Demons of density: Do higher-density environments put people at greater risk of contagious disease?
This paper studies the relationship between density and COVID during three distinct waves of the pandemic in New York City. Unlike prior work, this paper's analysis uses individual Medicaid claims records, which include a rich array of demographic characteristics and pre-existing medical conditions and cover a near universe of low-income New Yorkers. In brief, the results suggest that living in higher density neighborhoods did not heighten the risk of COVID hospitalization.
Does Gentrification Displace Poor Children? New Evidence from New York City Medicaid Data
This paper by Ingrid Gould Ellen, Sherry Glied, and Kacie Dragan examines gentrification’s impact on the displacement of low-income families. While many see this relationship as causal, existing quantitative evidence is lacking, partly due to limited data and challenges in measurement. This paper examines the relationship between the frequency and distance of low-income families’ residential moves, as well as the housing and neighborhood conditions in which they live. Using longitudinal New York City Medicaid records, the authors track the movement and compare the outcomes of low-income children from 2009 through 2015, a seven-year period in which the city experienced high levels of gentrification, distinguishing between children who move and those that remain in place.
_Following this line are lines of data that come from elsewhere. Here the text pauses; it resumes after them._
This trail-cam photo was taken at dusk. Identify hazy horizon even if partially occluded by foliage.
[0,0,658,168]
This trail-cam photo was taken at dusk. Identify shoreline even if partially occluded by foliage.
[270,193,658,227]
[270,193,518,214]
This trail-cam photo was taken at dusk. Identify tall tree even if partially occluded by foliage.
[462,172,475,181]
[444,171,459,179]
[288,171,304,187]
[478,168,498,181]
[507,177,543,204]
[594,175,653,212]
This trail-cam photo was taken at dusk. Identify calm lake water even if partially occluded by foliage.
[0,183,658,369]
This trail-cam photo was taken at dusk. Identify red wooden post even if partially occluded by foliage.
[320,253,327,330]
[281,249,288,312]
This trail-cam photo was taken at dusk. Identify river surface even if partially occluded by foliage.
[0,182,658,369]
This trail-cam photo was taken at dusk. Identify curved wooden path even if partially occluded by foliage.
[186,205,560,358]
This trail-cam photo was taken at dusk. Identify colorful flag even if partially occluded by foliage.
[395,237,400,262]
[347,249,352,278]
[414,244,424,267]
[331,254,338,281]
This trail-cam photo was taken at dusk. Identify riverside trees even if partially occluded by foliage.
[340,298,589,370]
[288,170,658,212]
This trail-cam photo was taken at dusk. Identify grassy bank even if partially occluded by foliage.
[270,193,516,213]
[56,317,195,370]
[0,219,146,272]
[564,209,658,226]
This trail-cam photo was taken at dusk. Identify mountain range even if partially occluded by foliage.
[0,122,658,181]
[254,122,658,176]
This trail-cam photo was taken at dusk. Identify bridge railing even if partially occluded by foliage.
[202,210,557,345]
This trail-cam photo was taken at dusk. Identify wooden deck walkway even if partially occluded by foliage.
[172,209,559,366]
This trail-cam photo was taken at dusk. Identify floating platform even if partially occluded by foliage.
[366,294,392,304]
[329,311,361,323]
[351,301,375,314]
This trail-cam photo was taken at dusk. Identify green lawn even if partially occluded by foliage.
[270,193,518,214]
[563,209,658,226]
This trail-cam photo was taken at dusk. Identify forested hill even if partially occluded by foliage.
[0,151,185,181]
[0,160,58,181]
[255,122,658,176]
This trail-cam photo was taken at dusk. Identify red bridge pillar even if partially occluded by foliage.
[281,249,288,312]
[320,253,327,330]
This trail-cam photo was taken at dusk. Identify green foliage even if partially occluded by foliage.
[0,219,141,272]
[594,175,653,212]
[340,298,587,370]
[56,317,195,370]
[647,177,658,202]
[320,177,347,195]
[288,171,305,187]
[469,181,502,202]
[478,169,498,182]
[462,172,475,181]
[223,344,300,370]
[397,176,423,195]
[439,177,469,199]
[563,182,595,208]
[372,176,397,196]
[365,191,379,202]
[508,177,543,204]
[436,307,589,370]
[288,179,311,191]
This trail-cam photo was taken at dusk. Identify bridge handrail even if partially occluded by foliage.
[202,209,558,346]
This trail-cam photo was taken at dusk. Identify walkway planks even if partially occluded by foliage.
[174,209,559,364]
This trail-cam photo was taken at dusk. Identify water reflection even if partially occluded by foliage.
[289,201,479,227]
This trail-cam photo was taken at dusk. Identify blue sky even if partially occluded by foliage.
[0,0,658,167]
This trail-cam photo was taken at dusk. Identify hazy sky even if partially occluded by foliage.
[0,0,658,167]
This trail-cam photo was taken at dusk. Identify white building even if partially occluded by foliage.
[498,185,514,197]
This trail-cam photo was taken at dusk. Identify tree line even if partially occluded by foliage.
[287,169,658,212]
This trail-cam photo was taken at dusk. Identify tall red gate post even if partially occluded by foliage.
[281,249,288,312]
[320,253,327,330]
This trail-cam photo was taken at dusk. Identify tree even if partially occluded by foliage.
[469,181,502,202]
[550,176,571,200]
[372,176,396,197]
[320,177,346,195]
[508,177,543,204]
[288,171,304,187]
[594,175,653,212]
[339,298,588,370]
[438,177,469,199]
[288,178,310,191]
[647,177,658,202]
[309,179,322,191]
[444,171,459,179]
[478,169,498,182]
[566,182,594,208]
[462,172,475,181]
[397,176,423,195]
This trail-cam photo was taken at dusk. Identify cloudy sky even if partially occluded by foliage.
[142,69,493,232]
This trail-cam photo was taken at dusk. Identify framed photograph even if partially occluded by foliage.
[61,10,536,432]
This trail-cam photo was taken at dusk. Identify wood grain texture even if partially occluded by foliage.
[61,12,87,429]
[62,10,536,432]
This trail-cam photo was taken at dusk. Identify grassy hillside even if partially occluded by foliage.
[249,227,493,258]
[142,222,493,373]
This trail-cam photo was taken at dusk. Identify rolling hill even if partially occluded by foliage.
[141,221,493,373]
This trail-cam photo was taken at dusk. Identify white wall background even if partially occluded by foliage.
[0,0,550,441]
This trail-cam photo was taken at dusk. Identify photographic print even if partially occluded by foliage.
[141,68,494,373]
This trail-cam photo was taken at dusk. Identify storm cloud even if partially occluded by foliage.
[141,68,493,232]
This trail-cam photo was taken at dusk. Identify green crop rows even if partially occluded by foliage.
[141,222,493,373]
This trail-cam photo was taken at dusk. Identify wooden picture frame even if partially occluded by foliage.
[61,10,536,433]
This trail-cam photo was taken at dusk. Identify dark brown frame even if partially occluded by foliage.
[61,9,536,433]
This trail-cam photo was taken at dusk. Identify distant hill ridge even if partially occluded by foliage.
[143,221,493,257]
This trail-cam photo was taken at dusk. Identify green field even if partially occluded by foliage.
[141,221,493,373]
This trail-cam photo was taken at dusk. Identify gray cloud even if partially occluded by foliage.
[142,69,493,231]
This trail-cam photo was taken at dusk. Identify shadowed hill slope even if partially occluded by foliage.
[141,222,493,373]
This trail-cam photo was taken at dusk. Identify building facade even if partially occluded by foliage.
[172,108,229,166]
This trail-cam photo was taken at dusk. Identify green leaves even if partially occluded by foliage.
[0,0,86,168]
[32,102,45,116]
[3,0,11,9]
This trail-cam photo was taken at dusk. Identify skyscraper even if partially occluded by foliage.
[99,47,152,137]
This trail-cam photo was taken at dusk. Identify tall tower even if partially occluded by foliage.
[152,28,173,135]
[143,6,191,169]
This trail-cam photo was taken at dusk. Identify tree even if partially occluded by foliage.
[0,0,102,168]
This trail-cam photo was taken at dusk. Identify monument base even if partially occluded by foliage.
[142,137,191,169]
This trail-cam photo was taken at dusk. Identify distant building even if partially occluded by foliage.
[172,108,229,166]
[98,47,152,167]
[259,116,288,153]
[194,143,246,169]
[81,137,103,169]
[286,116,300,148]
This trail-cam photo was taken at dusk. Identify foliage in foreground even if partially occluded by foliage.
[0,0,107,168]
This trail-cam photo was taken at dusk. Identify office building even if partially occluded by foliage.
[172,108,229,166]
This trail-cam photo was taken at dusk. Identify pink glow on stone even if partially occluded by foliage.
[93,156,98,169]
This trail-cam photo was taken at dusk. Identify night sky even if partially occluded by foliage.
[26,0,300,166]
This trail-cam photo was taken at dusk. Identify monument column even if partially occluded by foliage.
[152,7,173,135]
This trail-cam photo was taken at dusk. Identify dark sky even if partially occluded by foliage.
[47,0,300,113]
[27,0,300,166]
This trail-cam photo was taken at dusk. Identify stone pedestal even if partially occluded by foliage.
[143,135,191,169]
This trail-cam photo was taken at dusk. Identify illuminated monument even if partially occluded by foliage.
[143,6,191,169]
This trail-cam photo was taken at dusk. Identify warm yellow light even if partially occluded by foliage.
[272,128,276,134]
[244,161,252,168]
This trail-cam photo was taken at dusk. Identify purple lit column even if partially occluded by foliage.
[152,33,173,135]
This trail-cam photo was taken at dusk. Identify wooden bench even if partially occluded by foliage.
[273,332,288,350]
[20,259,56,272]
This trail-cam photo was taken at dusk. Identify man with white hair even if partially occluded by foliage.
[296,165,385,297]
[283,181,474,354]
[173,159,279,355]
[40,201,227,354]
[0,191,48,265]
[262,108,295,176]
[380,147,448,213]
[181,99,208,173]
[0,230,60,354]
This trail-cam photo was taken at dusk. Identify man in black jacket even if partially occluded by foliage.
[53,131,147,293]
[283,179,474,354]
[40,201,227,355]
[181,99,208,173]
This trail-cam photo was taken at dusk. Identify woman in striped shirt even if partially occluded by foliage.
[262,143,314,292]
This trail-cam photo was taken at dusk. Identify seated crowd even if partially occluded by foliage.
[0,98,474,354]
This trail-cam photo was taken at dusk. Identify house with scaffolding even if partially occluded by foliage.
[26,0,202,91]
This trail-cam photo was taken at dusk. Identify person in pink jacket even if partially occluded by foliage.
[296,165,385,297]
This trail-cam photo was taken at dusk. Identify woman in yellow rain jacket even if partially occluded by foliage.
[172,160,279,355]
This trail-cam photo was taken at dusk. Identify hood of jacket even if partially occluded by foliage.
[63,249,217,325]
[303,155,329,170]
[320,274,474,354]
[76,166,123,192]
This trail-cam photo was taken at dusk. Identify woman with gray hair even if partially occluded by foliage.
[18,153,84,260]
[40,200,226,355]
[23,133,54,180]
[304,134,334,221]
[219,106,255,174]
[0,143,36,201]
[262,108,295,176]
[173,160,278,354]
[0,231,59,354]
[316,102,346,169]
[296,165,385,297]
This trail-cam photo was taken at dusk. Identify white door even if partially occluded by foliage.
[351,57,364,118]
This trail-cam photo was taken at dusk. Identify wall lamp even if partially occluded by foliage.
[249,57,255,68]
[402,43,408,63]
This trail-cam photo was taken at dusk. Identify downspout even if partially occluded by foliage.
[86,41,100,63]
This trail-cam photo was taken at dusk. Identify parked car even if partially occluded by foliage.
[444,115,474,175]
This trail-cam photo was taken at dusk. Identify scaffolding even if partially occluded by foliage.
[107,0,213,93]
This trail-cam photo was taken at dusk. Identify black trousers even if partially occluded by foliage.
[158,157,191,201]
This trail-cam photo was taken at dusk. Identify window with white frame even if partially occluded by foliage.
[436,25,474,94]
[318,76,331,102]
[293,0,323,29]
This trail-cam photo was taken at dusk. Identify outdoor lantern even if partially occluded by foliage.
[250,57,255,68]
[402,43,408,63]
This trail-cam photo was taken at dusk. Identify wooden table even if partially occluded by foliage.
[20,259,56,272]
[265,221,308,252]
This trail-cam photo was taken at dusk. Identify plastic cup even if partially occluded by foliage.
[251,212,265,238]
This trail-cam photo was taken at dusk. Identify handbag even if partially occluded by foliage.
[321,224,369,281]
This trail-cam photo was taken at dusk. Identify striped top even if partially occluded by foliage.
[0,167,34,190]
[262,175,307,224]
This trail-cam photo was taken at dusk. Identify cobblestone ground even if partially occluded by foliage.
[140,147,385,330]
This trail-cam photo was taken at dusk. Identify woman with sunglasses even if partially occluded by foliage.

Read the published version in Regional Science and Urban Economics >>
Gentrification And The Health Of Low-Income Children In New York City
Although the pace of gentrification has accelerated in cities across the US, little is known about the health consequences of growing up in gentrifying neighborhoods. This study used New York State Medicaid claims data to track a cohort of low-income children born in the period 2006–08 for the nine years between January 2009 and December 2017. It compared the 2017 health outcomes of children who started out in low-income neighborhoods that gentrified in the period 2009–15 with those of children who started out in other low-income neighborhoods, controlling for individual child demographic characteristics, baseline neighborhood characteristics, and preexisting trends in neighborhood socioeconomic status.
Not a New Story: Place‐ and Race‐Based Disparities in COVID‐19 and Influenza Hospitalizations among Medicaid‐Insured Adults in New York City
For all that is unprecedented about COVID-19, the race-based health disparities in the pandemic's early days are sadly familiar. In this study, the authors compare the geographic and racial/ethnic disparities during the first three waves of the COVID-19 pandemic (first wave: January 1–April 30, 2020; second wave: May 1–August 31, 2020; third wave: September 1–December 31, 2020) to the 2016 and 2017 influenza seasons using New York State Medicaid claims data. Ultimately, the study concludes that while geographic and racial/ethnic disparities evident during the first wave of the pandemic were similar to those of previous waves of influenza, the later waves of COVID-19 hospitalizations reflected far less severe disparities. This is one of the first papers to examine how the characteristics of patients hospitalized with COVID-19 changed over the course of 2020, and in turn demonstrates how COVID-19-related racial/ethnic disparities decreased over time.
Renovating Subsidized Housing: The Impact On Tenants’ Health
Many public and subsidized housing developments in the US are aging and in need of significant repairs. Some observers worry that their poor condition threatens the health of residents. This study evaluated a recent renovation of public housing that was undertaken through the transfer of six housing developments from the New York City Housing Authority to a public-private partnership. It examined whether the renovation and transfer to private managers led to improvements in tenants’ health over three years, as measured by Medicaid claims. While it did not find significant improvements in individual health outcomes, it found significant relative improvements in overall disease burden when measured using an index of housing-sensitive conditions.